Enquanto isso, na Praça do Relógio praticamente todos os balizadores estavam sendo subtraídos, alguns derrubados pelos caminhões, outros sendo roubados. Logicamente, os meliantes ficaram à vontade para praticar o furto, porquanto, as praças não eram vigiadas, nem mesmo  pela Guarda Municipal de Belém.







 







Somente nas duas praças mencionadas foram gastos cerca de dois milhões de reais. A despeito das nossas denúncias, entretanto, nenhuma providência com relação à vigilância das mesmas foi adotada, apesar de todos os exemplos de depredações e furtos já havidos.

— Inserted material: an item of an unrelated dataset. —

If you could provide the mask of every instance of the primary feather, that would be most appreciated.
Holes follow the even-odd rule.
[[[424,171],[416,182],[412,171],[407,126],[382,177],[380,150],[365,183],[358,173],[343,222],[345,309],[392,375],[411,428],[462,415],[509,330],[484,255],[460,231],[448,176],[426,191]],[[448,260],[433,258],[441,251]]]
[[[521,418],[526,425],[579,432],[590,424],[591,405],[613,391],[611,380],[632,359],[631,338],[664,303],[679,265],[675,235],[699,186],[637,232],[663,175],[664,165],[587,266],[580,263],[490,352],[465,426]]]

As imagens registradas pelas câmeras do CIOP existentes na Praça do Carmo, aparentemente não foram verificadas para possível identificação dos criminosos que perpetraram o furto dos equipamentos públicos; o que seria uma forma de tentar recuperar o prejuízo, no intuito de resguardar o patrimônio cultural, o que é da responsabilidade do poder público.

 

Segundo a Lei Municipal nº 8.769, de 27.09.2010, que altera a Lei Municipal nº 7.346, de 14 de outubro de 1986; a Guarda Municipal de Belém tem como suas atribuições “...proteger sua população, guarda e proteção dos parques, praças, jardins e demais logradouros públicos ou próprios municipais, localizados em área territorial do Município...”. Não vemos isso acontecer, porém.

Não podemos continuar olhando para esses casos, apenas como um indicador da situação grave de fragmentação social... Nada justifica os danos, senão a desatenção aos fatos,  e eles precisam ser reprimidos, evitados e ...corrigidos! Sabemos que o problema do vandalismo, tem múltiplas causas, mas talvez pudesse ser minimizado, se o poder público (União, estado e município) cumprisse suas atribuições dispostas em lei, inclusive quanto ao fornecimento de educação patrimonial e de educação ambiental, de forma efetiva, à população em geral.